La confusion devenait inexprimable, les mousquets détonaient, les flèches sifflaient, les chevaux hennissaient, les éléphants vagissaient et glapissaient, les blessés se plaignaient : la fumée concentrée par la voûte du feuillage flottait en nuages lourds sur les combattants.

Un gros d’Anglais plus braves et plus résolus que les autres essayait opiniâtrement l’escalade de l’éléphant de Volmerange ; mais la bête intelligente, acculée à un monstrueux boabab, se servait de sa trompe comme d’un fléau, et les renversait demi-morts des coups formidables qu’elle leur assénait sur la tête : ceux qui échappaient à la trompe n’évitaient pas les balles de Volmerange ou de ses Mahrattes.

Cette lutte ne pouvait durer longtemps.

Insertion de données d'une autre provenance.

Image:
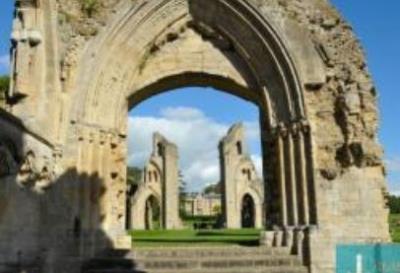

Priyamvada, qui rechargeait les fusils de Volmerange, fut atteinte dans la poitrine ; elle ne poussa pas un seul cri ; mais une écume rose monta à ses lèvres et signa son dernier baiser sur la main de Volmerange, qu’elle prit, et eut la force de porter à sa bouche, près lui avoir tendu son second mousquet chargé.

Le coup de Volmerange partit et tua raide l’Anglais qui avait visé la pauvre Priyamvada.

Trois des cinq Mahrattes qui s’étaient placés à côté du jeune descendant de Douchmanta avaient glissé à terre du haut de leur forteresse mouvante, tués ou mortellement blessés.